Absolutely! I'm incredibly excited to be moving and expanding my studio, over to the Jericho Town campus, in Kalamazoo's Edison neighborhood. The new space will be an 1800 sq ft, 8-room recording facility, much larger and more evolved than my current space, and feature both 24-track 2" analog tape and Pro Tools HD. Other tenants of Jericho Town include Fido Motors, Fido Motors Cafe, Kal-Tone Musical Instrument Co, Kalamazoo Piano Co., Rootead, Damn Handsome Grooming Co., Stuffed Brain Studios, and Yes Electric. All you have to do is walk across the courtyard for instrument repair, coffee, relaxation and inspiration. In addition to expanding my recording services and abilities, I'm also looking forward to diving deeper into the educational realm, offering private lessons, classes, and workshops. There's something incredibly special going on around here, and I take great pride in helping capture it. My dream is for this space to be a creative home to this brilliant and prolific Michigan music scene, where we can continue to grow together as artists and create albums that will move and inspire each other.
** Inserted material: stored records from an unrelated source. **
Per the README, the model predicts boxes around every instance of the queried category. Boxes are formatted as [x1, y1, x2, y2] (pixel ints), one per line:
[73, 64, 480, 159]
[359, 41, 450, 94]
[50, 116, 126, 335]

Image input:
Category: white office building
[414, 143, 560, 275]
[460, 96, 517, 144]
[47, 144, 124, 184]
5. Rumor has it that you saw Nirvana live? Wow. What kind of impact did that have on you?
Oh, man! I got to see Nirvana on the In Utero tour, at the Michigan State Fairground, in 1993. They were without a doubt my favorite band in the world then. If I remember right, The Meat Puppets and The Boredoms opened the show. I was always deeply effected by Kurt Cobain's ability to write simple songs with amazing melodies. I find writing a great simple song is often way harder than complex one! Also, the 16-year old me could identify deeply with the ideas of isolation and frustration that he wrote about. I'll always remember the strangeness of an arena full of people singing along to In Bloom ("He's the one who like all the pretty songs/and he likes to sing along...") Seeing them live was fantastic, but of course I had no idea at the time that it would be my last chance to see them.
6. Favorite Beatles album & why?
Changes day to day :) But Revolver is one that's always really remarkable to me. The transition of a band starting to really use the studio as it's own instrument, and reach out in new artist ways. You can feel the excitement and confidence in what they were doing, despite (Or because of?) the huge sonic chances they were taking. Backwards guitars, string sections, sitars, horn sections... But always serving this brilliant little pop masterpieces. It's incredibly creative, but the creativity never detracts from the songwriting. And "Tomorrow Never Knows" stands to me as one of the greatest recordings ever made, a true example of the wild artistic possibility of the studio. It was also 19-year old Geoff Emerick's FIRST session as head engineer after he was promoted from assistant. Unbelievable.